Moi rodzice mieli 12 mórg ziemi, nie mieliśmy prawa zabić świniaka, tylko wszystko na sprzedaż. Mój ojciec z sąsiadem zrobiły żarna, żeby zrobić mąki choć na placki, to ukraiński sołtys się dowiedział, przyszedł z policjantem i te żarna połamały, a jak zabiło się po kryjomu świniaka, to policja przyszła i zabrała kawałki mięsa.

Ale to jeszcze nic. Jak Niemcy odbiły Ruskich [w czerwcu 1941 r.], to Ukraińcy zaczęły gorzej wariować, zaczęły organizować strzelcy – to [ich] nazywali Sicz. Wtedy zaczęło się piekło. Razem z Niemcami strzelały Żydów, albo żywcem rzucały ich do dołów i zasypywały ziemią. A nocami zaczęły napadać na polskie rodziny i mordować. Polacy bały się swojej cieni. Wtedy co wieczór zostawialiśmy swój dobytek i uciekaliśmy do miasteczka [Grzymałów], i tam gdzie kto mógł, to nocował, bo tam było większe skupisko Polaków, a rano z powrotem do domu.

I tak to trwało jakiś czas, ale naszym sąsiadom ta tułaczka się uprzykrzyła, zaczęły nocować w domu. Ale to nie trwało długo. Jednego ranka my wracali z nocki do domu, zauważyliśmy, że u nich otwarte drzwi. Ja poszłam zobaczyć, co one tak rano pootwierali, a ta rodzina cała leżała na podłodze pomordowana. Ja zobaczyła, że tu ucho leży, tam kawałek ciała leży, oczy wykłute, a moja koleżanka 17-letnia Kasia miała obcięte piersi. Ja miałam wtedy 17 lat. Tak się zlękłam, bo nigdy niczego takiego  nie widziałam. Dostałam nerwicy, to jak się zbliżał wieczór, to mną trzęsło jak febra i tak to trwało, aż wyjechaliśmy na zachód.

Ale to jeszcze było im mało. Jak zwykle poszliśmy na noc [do miasteczka]. W nocy [z 2 na 3 maja 1945 r.] zobaczyliśmy łuny, nasza wioska cała w płomieniach, nikt nie ratował, rano zastaliśmy tylko zgliszcza.

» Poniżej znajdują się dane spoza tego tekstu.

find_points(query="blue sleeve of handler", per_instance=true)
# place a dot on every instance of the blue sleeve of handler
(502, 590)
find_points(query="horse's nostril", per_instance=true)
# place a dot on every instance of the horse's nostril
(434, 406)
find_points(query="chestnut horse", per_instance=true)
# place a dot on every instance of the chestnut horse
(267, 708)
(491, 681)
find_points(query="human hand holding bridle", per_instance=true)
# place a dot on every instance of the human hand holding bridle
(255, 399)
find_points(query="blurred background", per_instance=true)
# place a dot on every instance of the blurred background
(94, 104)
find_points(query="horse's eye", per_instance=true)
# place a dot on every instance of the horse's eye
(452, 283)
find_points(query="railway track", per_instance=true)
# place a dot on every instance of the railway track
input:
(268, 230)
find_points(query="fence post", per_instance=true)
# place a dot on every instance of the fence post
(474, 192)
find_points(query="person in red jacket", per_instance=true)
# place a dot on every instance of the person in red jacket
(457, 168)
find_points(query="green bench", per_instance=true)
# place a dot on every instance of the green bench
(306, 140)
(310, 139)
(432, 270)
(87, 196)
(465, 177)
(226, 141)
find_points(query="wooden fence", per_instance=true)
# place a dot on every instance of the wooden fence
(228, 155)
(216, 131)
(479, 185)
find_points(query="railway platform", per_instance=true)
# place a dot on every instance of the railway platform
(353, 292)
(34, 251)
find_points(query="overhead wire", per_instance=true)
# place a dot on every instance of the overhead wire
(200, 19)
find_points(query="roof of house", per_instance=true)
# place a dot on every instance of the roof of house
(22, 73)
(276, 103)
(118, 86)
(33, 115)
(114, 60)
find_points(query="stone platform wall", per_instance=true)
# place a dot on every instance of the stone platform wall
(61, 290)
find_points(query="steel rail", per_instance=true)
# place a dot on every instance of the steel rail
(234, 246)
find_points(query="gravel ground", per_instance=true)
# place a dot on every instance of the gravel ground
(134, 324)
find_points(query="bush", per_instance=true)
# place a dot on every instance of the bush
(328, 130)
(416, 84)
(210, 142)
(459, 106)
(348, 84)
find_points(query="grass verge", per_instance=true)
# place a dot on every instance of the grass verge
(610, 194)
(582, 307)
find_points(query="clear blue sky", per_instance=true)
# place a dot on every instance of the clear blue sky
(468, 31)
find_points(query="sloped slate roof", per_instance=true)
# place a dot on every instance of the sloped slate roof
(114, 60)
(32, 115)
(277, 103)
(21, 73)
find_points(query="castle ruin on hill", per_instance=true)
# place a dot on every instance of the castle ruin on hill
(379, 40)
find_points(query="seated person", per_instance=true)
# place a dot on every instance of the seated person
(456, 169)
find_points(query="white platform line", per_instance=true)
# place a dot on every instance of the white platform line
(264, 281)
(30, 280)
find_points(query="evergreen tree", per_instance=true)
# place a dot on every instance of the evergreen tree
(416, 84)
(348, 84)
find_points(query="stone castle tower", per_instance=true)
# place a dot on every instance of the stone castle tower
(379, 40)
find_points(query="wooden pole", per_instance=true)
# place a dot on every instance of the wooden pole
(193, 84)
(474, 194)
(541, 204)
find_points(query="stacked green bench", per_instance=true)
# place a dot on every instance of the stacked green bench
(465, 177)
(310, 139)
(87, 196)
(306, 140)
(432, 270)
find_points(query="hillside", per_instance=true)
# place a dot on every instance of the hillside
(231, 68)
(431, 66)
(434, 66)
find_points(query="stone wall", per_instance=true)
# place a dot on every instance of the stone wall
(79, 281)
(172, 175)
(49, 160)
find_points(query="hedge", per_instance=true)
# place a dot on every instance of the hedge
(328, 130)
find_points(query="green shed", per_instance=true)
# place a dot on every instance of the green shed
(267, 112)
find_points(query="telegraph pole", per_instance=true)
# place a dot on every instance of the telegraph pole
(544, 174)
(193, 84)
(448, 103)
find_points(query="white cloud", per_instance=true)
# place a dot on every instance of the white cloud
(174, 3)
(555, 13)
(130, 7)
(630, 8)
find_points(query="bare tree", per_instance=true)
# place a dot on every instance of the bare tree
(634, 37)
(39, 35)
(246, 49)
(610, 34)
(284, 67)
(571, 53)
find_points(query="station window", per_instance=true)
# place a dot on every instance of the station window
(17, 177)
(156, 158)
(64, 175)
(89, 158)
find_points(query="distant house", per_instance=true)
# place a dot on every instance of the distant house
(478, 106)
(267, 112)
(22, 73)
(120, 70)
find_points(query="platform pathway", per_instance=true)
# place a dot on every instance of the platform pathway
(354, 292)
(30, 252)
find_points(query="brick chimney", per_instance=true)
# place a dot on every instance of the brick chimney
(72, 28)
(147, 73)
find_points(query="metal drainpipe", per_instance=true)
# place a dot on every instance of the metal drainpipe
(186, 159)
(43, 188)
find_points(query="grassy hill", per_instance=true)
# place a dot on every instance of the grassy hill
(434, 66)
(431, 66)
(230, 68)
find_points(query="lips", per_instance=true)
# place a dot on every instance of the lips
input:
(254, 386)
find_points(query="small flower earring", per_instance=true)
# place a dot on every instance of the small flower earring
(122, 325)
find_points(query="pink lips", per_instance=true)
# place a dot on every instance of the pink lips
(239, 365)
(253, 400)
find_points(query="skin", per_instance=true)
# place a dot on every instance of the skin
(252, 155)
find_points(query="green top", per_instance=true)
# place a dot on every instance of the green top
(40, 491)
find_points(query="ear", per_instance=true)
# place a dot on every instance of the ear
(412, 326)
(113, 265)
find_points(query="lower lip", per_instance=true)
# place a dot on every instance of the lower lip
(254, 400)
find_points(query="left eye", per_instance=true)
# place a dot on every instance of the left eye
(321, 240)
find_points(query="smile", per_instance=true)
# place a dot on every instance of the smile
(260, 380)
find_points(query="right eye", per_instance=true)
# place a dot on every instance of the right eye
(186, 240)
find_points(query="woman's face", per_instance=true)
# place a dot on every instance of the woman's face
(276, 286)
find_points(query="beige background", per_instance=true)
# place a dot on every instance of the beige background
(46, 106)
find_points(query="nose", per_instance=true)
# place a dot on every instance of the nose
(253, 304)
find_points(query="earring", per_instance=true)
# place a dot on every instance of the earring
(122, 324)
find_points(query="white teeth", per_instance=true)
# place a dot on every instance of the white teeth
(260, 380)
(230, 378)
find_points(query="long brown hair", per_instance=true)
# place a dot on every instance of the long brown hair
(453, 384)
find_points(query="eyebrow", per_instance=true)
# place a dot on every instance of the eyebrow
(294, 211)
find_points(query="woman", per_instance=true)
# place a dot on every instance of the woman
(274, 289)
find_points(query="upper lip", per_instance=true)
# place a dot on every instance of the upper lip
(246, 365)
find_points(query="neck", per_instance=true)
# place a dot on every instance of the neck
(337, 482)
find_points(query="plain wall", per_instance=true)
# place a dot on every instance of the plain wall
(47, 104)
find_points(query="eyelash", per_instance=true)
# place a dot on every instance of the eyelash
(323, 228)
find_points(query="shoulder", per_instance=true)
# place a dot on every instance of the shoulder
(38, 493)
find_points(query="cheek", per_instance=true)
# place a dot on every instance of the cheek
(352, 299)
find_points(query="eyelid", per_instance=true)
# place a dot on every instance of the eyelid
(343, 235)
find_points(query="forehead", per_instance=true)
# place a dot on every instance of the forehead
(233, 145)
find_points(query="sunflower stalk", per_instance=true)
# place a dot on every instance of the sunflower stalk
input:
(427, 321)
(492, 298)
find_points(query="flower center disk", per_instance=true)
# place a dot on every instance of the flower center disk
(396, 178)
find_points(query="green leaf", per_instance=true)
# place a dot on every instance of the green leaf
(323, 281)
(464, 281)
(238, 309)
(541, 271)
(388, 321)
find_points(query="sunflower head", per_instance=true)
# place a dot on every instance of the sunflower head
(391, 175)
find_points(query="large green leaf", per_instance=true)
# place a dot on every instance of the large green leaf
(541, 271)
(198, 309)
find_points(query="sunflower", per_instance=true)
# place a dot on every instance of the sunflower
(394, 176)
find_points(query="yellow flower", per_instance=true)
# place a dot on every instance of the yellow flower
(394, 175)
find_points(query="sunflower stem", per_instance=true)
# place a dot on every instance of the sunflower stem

Jak Niemcy zaczęły uciekać, przyszły z powrotem Ruskie i zaczęły mobilizować do wojska wszystkich mężczyzn. Poszedł i mój ojciec. A morderstwa dalej się trafiały, ale już mniej. I Ruskie dały do wiadomości, że Polacy mogą się pisać i wyjeżdżać na zachód, bo to ziemia ukraińska. I ojciec napisał to samo, żeby zostawiać wszystko i uciekać z duszą,  on na nas czeka, bo do domu bał się jechać. Co nam można było zabrać? Dały nam jeden wagon, tak zwana lora, bez dachu, na pięć rodzin, to wzięliśmy trochę zboża, mąki i ciuchy, jakie tam były, a to [była] reszta. Co się nie spaliło, to zostało. Wyjechaliśmy 1 października 1945 r., zajechaliśmy do Żmigrodu 1 listopada. Po drodze nasz transport miał długie postoje, nawet 4 albo 5 dni, to my wtedy wysiadały, gotowałyśmy polowy obiad, szliśmy gdzie był strumyk, tośmy się myły i prały. Nie wiem co by było dalej – tak nas wszy przysiadły, że nie można było wszystkich powyrzucać, tak było [ich] dużo. Dojechaliśmy do Żmigrodu, to nasze żołnierze już czekały, bo dowiedziały się, że nasz transport [tam] skierowany. Był i mój ojciec. (…)

Co ważniejsze napisała i jeszcze chcę powiedzieć, że Rukich tak się nie bałam, jak Ukraińców i Niemców. To, że my stamtąd wyjechali, to przez Ukraińców, to one powinny nam dać odszkodowanie, a nie Ruskie.